What is your doctor doing the first week you are in the hospital for your stroke?

This is a very serious question. If they are doing nothing then your doctor is a problem you need to solve. Demand to know what s/he is going to do about the neuronal cascade of death. Its from Jan. 2009 so that will tell you a lot about their incompetence.  I would suggest telling them they will not get paid unless they get off their ass and do something positive.
My suggestions with references are here;
What I am going to insist I get after my next stroke

Then ask your doctor how many neurons they are killing; Calculations are provided in this post.

How many neurons is your doctor responsible for killing/not saving?
Sounds like a class action suit that your neurons would have a good chance of winning if they were alive, but they were killed to make sure they couldn't testify in the RICO case.

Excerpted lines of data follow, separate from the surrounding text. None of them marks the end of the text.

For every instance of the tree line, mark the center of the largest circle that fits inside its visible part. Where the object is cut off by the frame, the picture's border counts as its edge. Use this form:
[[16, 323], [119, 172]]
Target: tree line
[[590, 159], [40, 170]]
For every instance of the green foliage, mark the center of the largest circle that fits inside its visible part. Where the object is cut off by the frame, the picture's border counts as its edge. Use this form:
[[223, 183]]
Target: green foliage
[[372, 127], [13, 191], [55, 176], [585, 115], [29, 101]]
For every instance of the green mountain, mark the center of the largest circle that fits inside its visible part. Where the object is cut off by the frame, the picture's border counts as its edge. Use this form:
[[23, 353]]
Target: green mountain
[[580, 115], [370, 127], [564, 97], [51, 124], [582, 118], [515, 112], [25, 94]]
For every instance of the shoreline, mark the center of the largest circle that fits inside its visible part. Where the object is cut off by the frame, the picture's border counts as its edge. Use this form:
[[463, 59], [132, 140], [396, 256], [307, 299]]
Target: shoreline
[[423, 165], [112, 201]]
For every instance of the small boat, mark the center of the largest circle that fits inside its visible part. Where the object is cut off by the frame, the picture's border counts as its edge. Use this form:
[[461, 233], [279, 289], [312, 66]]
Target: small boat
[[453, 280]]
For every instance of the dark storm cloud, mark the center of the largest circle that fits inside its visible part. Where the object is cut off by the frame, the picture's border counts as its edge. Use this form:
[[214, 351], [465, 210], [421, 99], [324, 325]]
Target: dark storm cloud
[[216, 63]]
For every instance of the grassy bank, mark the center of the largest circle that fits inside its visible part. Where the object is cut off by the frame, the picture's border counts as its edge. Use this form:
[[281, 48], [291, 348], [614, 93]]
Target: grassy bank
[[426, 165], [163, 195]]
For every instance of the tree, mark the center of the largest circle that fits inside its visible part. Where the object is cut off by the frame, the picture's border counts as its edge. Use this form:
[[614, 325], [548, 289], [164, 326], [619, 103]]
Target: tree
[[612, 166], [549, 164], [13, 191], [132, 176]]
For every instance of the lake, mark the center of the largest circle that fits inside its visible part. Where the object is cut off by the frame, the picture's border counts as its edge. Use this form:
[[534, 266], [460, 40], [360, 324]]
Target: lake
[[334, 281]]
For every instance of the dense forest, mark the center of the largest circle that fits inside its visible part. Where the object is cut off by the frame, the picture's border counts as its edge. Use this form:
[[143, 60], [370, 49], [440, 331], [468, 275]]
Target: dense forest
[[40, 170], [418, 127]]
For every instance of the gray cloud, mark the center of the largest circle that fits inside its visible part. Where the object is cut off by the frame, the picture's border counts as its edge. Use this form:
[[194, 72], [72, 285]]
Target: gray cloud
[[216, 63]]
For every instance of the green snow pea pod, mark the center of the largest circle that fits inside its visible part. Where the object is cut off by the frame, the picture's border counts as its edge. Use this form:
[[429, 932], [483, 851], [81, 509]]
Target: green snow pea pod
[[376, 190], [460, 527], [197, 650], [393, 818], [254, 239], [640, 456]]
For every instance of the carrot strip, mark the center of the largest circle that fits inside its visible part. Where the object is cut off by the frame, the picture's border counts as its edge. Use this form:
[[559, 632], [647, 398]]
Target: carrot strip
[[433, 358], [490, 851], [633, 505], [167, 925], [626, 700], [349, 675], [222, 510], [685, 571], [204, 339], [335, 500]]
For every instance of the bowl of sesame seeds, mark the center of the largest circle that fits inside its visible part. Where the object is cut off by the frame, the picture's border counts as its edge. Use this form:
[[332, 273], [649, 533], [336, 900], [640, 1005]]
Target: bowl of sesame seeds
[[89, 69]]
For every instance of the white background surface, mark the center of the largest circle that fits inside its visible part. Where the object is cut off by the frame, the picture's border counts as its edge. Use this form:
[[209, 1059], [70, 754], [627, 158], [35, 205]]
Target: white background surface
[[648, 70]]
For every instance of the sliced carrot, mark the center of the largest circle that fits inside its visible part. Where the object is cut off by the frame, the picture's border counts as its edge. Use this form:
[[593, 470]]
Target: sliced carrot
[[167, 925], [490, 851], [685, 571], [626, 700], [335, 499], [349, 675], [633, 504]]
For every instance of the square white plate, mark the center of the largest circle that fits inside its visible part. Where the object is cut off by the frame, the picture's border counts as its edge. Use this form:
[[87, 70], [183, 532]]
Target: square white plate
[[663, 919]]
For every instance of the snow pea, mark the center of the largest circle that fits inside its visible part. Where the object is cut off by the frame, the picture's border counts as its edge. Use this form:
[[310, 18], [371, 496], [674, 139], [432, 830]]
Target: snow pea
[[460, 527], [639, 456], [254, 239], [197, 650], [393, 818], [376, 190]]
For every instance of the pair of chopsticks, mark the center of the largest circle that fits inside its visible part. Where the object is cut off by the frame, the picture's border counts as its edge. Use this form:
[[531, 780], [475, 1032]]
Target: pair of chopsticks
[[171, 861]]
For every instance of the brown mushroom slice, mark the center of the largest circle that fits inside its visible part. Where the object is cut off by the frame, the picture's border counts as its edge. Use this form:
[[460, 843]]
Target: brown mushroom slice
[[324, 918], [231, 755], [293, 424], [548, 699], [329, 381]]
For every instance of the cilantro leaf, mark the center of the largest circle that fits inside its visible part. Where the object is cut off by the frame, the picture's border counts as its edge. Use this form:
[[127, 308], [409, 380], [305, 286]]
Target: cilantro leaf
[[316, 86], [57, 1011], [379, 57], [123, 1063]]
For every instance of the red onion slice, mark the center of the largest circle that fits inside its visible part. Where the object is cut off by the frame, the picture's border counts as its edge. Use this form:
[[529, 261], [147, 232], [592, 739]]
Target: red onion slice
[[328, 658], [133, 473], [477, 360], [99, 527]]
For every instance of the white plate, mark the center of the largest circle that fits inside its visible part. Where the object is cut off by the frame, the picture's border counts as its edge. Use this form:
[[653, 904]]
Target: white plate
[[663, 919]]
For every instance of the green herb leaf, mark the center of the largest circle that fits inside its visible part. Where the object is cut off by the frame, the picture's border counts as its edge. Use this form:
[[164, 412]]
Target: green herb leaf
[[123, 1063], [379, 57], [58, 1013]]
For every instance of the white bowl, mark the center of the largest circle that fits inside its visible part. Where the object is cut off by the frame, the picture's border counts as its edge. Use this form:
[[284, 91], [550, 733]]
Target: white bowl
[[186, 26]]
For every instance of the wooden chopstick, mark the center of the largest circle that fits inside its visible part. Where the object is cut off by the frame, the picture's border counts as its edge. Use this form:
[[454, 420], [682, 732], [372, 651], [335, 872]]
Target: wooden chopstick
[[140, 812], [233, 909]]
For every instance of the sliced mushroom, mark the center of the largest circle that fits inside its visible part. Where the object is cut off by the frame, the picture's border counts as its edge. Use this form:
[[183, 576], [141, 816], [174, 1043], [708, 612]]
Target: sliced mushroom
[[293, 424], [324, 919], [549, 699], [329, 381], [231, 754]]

But since I am not medically trained I should not be listened too and should never point out the nakedness of the medical emperor.


Sorry about that, I was feeling especially ranty today.
Yes, I am still outraged.

Hydrogel Matrix to Support Stem Cell Survival After Brain Transplantation in Stroke

I just focused on the brain transplantation in the title, but its about saving injected stem cells into the brain. What does your doctor think of this?
Are they doing any thinking at all?
http://nnr.sagepub.com/content/24/7/636.short
  1. Jin Zhong, PhD
    1. David Geffen School of Medicine at UCLA, Los Angeles, CA, USA
  1. Albert Chan, MD
    1. David Geffen School of Medicine at UCLA, Los Angeles, CA, USA
  1. Leeron Morad
    1. David Geffen School of Medicine at UCLA, Los Angeles, CA, USA
  1. Harley I. Kornblum, MD, PhD
    1. David Geffen School of Medicine at UCLA, Los Angeles, CA, USA
  1. Guoping Fan, PhD
    1. David Geffen School of Medicine at UCLA, Los Angeles, CA, USA
  1. S. Thomas Carmichael, MD, PhD
    1. David Geffen School of Medicine at UCLA, Los Angeles, CA, USA, scarmichael@mednet.ucla.edu

Abstract

Stroke is a leading cause of adult disability. Stem/progenitor cell transplantation improves recovery after stroke in rodent models. These studies have 2 main limitations to clinical translation. First, most of the cells in stem/progenitor transplants die after brain transplantation. Second, intraparenchymal approaches target transplants to normal brain adjacent to the stroke, which is the site of the most extensive natural recovery in humans. Transplantation may damage this tissue. The stroke cavity provides an ideal target for transplantation because it is a compartmentalized region of necrosis, can accept a high volume transplant without tissue damage, and lies directly adjacent to the most plastic brain area in stroke. However, direct transplantation into the stroke cavity has caused massive death in the transplant. To overcome these limitations, the authors tested stem/progenitor transplants within a specific biopolymer hydrogel matrix to create a favorable environment for transplantation into the infarct cavity after stroke, and they tested this in comparison to stem cell injection without hydrogel support. A biopolymer hydrogel composed of cross-linked hyaluronan and heparin sulfate significantly promoted the survival of 2 different neural progenitor cell lines in vitro in conditions of stress and in vivo into the infarct cavity. Quantitative analysis of the transplant and surrounding tissue indicates diminished inflammatory infiltration of the graft with the hydrogel transplant. This result indicates that altering the local environment in stem cell transplantation enhances survival and diminishes cell stress. Stem cell transplantation into the infarct cavity within a pro-survival hydrogel matrix may provide a translational therapy for stroke recovery.